Dozens of Earthquakes Strike Off Oregon Coast, but Experts Say Not to Worry

Early Tuesday morning, a 4.2-magnitude earthquake struck off the coast of Oregon. It was nothing groundbreaking, because quakes happen offshore all the time.

An hour and a half later, another tremor rippled through the seafloor.

And then another earthquake struck. And another. And another.

By now, seismologists were really paying attention. Almost 30 earthquakes happened that day along the westernmost segment of the Blanco Fracture Zone, a roughly 200-mile-long plate boundary off the state’s coast, according to data from the U.S. Geological Survey. The strongest recorded tremor had a magnitude of 5.8, the smallest 3.4.

By Wednesday afternoon, at least 66 quakes had been recorded in the area, Susan Hough, a seismologist with the U.S.G.S. in Pasadena, Calif., said that day. And the quakes had not let up by Wednesday night.

If that many earthquakes had struck along a different area, such as the formidable San Andreas fault in California, there could have been chaos and destruction.

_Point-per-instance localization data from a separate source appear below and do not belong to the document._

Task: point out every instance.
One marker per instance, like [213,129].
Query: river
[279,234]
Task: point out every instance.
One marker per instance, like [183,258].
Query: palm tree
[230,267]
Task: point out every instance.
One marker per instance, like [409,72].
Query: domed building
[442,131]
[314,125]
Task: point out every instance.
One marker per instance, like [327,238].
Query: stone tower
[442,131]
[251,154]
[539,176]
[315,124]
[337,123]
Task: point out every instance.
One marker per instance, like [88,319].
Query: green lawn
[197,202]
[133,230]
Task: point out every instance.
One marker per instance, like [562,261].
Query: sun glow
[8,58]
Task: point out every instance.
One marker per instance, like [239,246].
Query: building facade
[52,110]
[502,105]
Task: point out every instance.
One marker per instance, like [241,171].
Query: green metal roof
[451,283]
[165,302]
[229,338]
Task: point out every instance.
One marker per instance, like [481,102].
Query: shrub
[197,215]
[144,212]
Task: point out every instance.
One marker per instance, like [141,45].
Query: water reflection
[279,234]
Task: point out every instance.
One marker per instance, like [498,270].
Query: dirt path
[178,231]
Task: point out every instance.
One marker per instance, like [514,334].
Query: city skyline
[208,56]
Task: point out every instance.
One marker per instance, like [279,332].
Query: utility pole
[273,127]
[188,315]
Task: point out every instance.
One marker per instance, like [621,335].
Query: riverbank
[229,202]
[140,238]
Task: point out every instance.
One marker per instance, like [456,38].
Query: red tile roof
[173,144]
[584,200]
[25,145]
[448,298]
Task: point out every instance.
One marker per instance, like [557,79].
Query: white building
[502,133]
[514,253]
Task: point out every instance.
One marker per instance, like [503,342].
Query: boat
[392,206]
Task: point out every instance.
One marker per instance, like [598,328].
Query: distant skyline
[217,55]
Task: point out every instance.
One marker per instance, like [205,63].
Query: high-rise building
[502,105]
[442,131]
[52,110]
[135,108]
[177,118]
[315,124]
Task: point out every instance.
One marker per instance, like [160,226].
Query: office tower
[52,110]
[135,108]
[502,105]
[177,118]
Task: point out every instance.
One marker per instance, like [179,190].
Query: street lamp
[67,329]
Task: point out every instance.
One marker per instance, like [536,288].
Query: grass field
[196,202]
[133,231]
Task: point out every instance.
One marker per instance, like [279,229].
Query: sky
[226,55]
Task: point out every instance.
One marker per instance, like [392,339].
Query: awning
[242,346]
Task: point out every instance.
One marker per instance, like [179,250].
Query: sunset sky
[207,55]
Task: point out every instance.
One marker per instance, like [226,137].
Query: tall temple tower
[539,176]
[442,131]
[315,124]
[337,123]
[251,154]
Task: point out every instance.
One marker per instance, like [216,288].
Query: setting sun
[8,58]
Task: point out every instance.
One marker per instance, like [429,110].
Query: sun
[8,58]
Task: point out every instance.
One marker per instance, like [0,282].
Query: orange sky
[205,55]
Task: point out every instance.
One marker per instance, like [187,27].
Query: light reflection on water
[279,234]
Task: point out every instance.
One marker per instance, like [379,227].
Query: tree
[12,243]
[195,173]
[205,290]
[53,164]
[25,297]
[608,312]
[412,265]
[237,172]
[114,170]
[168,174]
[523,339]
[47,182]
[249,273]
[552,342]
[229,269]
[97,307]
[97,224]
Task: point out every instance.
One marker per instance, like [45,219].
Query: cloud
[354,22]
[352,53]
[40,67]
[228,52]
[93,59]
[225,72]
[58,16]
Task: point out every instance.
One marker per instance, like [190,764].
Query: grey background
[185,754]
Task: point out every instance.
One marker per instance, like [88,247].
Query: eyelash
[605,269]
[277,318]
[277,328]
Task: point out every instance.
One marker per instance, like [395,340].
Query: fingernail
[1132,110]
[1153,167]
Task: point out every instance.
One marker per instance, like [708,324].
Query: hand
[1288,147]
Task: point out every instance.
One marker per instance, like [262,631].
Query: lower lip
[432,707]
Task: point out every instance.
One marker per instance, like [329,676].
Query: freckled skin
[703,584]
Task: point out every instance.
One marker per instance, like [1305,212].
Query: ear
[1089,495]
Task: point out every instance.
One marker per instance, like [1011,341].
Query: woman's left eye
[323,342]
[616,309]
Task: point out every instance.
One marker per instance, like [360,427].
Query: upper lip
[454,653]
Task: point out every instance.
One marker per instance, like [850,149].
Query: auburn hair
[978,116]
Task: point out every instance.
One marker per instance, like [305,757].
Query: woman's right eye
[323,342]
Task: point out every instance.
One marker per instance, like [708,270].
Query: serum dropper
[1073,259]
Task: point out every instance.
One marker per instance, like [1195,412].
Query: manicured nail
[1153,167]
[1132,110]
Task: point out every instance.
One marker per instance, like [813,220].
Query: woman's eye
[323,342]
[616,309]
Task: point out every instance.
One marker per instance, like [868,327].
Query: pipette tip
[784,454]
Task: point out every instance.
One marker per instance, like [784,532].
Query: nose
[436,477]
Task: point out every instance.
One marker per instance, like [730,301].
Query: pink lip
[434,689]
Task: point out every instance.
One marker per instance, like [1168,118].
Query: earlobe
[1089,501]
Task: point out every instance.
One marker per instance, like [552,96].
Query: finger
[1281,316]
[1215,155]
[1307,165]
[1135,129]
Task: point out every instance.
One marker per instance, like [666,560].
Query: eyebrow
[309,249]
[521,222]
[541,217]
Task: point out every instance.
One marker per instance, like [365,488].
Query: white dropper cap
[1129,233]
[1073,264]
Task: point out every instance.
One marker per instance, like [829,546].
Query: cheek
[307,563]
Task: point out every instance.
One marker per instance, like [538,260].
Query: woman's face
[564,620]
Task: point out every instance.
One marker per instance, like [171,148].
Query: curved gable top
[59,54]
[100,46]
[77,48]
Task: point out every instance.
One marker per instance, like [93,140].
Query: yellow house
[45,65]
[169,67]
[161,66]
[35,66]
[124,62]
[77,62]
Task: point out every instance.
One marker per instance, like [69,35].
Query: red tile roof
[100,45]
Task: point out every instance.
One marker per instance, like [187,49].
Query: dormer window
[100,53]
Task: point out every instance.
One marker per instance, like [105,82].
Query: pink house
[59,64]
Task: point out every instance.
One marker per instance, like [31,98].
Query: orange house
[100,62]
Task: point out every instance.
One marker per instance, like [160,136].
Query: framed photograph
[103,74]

But this series of small and moderate quakes, known in earthquake parlance as a swarm, was nothing to worry about, said Don Blakeman, a geophysicist at the U.S.G.S.’s National Earthquake Information Center.

“This is just how the earth works in that spot,” he said, adding that the area was “a fairly active zone.”

Someone on the beach 250 miles from the fault might feel the ground shake, he said, but would not need to worry about a tsunami or a powerful quake occurring much closer to them.

The National Weather Service wearily reminded people of that fact on Twitter on Wednesday morning.

“For the 7th time in the last 16 hours … tsunami not expected with earthquake off the southern Oregon coast,” the agency wrote.

In fact, it is extremely unlikely that the Blanco Fracture Zone would generate a tsunami, Douglas Toomey, a geophysics professor at the University of Oregon, said on Wednesday.

The Blanco Fracture Zone is what is known as a strike-slip fault, which means its two sides move alongside each other horizontally. Think of when someone “rubs two hands together,” Dr. Toomey said. For a tsunami to happen, the seafloor would need to shift up or down.

(Other types of faults have vertical movement, which could generate a tsunami.)

While a tsunami is an impossible occurrence along the Blanco Fracture Zone, earthquakes are fairly frequent there.

“If they had an ocean-bottom seismometer out there, it would be recording earthquakes every week,” Dr. Toomey said.

He said he was not “entirely surprised” to hear about the swarm but added that the number and size of the tremors were “a bit unusual.”

A 2005 swarm might have eclipsed this one, however, because its most powerful quake reached a magnitude of 6.6, said Dr. Hough at the U.S.G.S. in Pasadena. The largest tremor from this week’s swarm reached a magnitude of 5.8.

While there might have been swarms in the past that generated numbers of tremors similar to those this week, the U.S.G.S. did not monitor the swarms as closely as it does now.

It was not clear what caused this swarm, but Dr. Hough said there was a theory that swarms in general could be caused by fluids that “move around” once they get into the earth’s crust.

“We don’t really understand why swarms get started,” she said.

It is hard to predict when a swarm will end, but one can last a week in some areas of California, she said.

In an earthquake, stresses that have built up along a fault reach a breaking point, releasing huge amounts of energy. That can set off nearby faults, similar to tipping a row of dominoes.

It is possible, though “exceedingly unlikely,” that the swarm from the Blanco Fracture Zone could set off the Cascadia Subduction Zone, which is 100 miles to the east, Dr. Hough said.

The Cascadia zone, a fault running from Northern California to Vancouver Island, is like the Blanco Fracture Zone’s bigger and scarier cousin. It is closer to the coast and much longer, and it would move vertically in an earthquake. A powerful quake there could devastate the Pacific Northwest, seismologists say.

But, again, experts have said that there is no reason to be concerned about the swarm along Blanco Fracture Zone. Its neighbor to the south, however, is more worrisome.

The Blanco zone is the same type of fault as the San Andreas fault in California, but that is really all they have in common. The San Andreas is a long fault that runs up the spine of California, and there is a risk of a significant earthquake along parts of it, according to the U.S.G.S. In California lore, that long-feared quake is known as the Big One.

The Blanco Fracture Zone is not expected to generate such a powerful quake because the earth’s crust is much thinner there than in the area of the San Andreas fault, Dr. Hough said.

“It’s like a fault going through a piece of tissue paper,” she explained, “as opposed to cardboard.”

Henry Fountain contributed reporting.